Разговор Христа с Великим инквизитором – какая-то аналогия столкновения Христа с истиной в символе веры Достоевского («Если б кто мне доказал, что Христос вне истины, и действительно
было бы, что истина вне Христа, то мне лучше хотелось бы оставаться со Христом, нежели с истиной»). Инквизитор не есть что-то внешнее. Это наш эвклидовский разум. Нам кажется, что мы против инквизитора, на стороне свободы, на стороне Христа. Но геометрический разум, даже провозглашая свободу, или Христа, или любовь, в конце концов непременно убивает и Христа, и любовь, и свободу. В том мире, в котором человек не может, не умеет выйти за рамки эвклидовского разума, он, подобно Шигалеву, начинает со свободы, а приходит к рабству. Начинает с евангелия любви и приходит к инквизиции. Каждый из нас хоть раз попадал в положение Великого инквизитора. Быть Великим инквизитором человечно – так же, как человечно ошибаться. Великий инквизитор страдает от того, что он делает, но не может не делать, потому что убежден в истинности своего дела «математически», как убеждены в истинности своих теорий Шигалев, Раскольников и автор «Легенды» – Иван Карамазов. А потому Христос целует Великого инквизитора.Эта краткая история моего понимания (или моего непонимания) «Легенды» должна рассказать читателю, какими глазами я читал статьи Леонтьева, Соловьева, Розанова, Булгакова, Бердяева, Франка. Все, что мы сознаем, – субъективно и только частично достигает уровня «транссубъективности» (если воспользоваться термином, которым Бердяев пытался заменить ограниченное и часто не применимое к делу понятие объективного, предметного). Единственная форма целостной истины о Достоевском есть роман Достоевского. Роман Достоевского полнее истинен, чем самые лучшие страницы «Дневника писателя» (в которых монологически высказалось благонамененное сознание) или «Записок из подполья» (где высказалось «разорванное», «несчастное сознание»). И «мир красота спасет» и т. п. – только искры от костра.
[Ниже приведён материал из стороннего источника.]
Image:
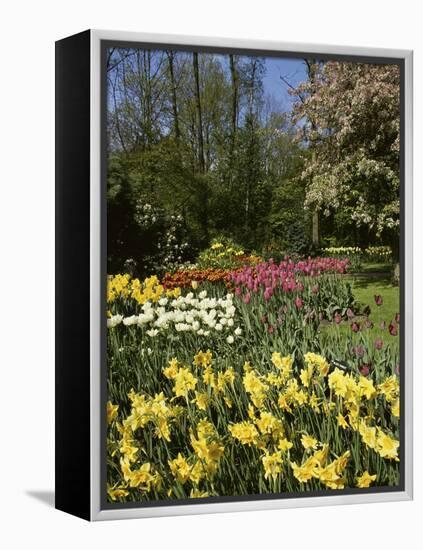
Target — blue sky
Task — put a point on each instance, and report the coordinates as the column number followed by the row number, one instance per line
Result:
column 293, row 70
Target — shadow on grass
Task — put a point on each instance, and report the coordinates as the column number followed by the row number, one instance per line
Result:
column 370, row 280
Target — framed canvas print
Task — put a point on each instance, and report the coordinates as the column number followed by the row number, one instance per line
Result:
column 233, row 275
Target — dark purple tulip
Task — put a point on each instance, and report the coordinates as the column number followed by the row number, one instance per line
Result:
column 359, row 351
column 378, row 299
column 365, row 369
column 393, row 328
column 378, row 343
column 355, row 327
column 368, row 323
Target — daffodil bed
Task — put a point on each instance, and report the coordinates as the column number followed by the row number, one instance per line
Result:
column 231, row 388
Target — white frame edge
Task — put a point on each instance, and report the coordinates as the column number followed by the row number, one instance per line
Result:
column 95, row 272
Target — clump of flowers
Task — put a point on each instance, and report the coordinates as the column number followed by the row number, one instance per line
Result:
column 215, row 429
column 125, row 288
column 191, row 313
column 225, row 254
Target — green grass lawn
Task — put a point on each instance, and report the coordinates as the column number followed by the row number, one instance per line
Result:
column 364, row 288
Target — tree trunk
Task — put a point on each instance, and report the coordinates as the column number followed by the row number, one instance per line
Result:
column 170, row 57
column 199, row 116
column 315, row 229
column 201, row 160
column 234, row 113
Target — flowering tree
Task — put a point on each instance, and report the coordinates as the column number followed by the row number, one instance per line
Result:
column 348, row 114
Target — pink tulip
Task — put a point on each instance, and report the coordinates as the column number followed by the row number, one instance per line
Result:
column 355, row 327
column 378, row 299
column 393, row 328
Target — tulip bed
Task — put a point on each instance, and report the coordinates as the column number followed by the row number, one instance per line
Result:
column 266, row 378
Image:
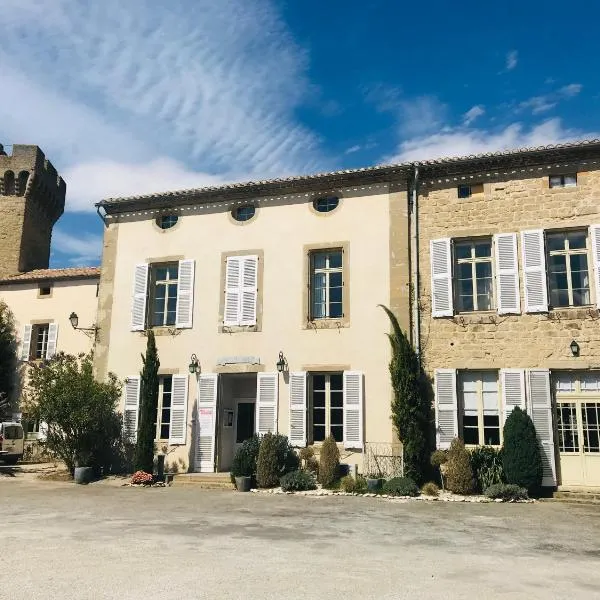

Мыслители Серебряного века схватывали идеи Достоевского, отдельные аспекты мира Достоевского и расправляли эти аспекты в логически последовательном рассуждении. Большего философия, по-видимому, и не может сделать. Потому (вопреки шутке Чехова) Шекспир важнее, чем комментарии к нему.
Леонтьев, Соловьев, Розанов вовсе не были сухими теоретиками. Напротив, их мысль поэтична. Это общая черта русской философии. Однако поэтичность – слишком общее понятие. В ней тысячи оттенков. Понимание романа Достоевского как целостного диалога об истине складывалось очень медленно. Для Леонтьева и Соловьева Достоевский – один из романистов, вряд ли выше Тургенева, и особенную важность имеют только идеи
Достоевского. Леонтьев их осуждает за попытку соединить православие с гуманизмом, а Соловьев защищает как свое собственное понимание христианства, гораздо более ясное и последовательное, чем метания Достоевского:«Обладание истиной не может составлять привилегии народа так же, как оно не может быть привилегией отдельной личности. Истина может быть только вселенскою
, и от народа требуется подвиг служения этой вселенской истине, хотя бы, и даже непременно, с пожертвованием своего национального эгоизма. И народ должен оправдать себя перед вселенской правдой, народ должен положить душу свою, если хочет спасти ее» (с. 61). Это, по-моему, верно, но в Достоевском Версилов борется с Шатовым, и исход их поединка каждый читатель понимает по-своему.Собственно художественное не кажется Соловьеву высшей формой жизни истины:
«Художественные достоинства или недостатки его (Достоевского. – Г.П
.) произведений не объясняют сами по себе того особенного влияния, которое он имел в последние годы своей жизни…» (с. 57). Думаю, что это неверно и опровергнуто посмертной славой Достоевского-художника. Даниил Андреев был ближе к истине, назвав Достоевского вестником, именно в художественной форме передавшим весть из миров иных.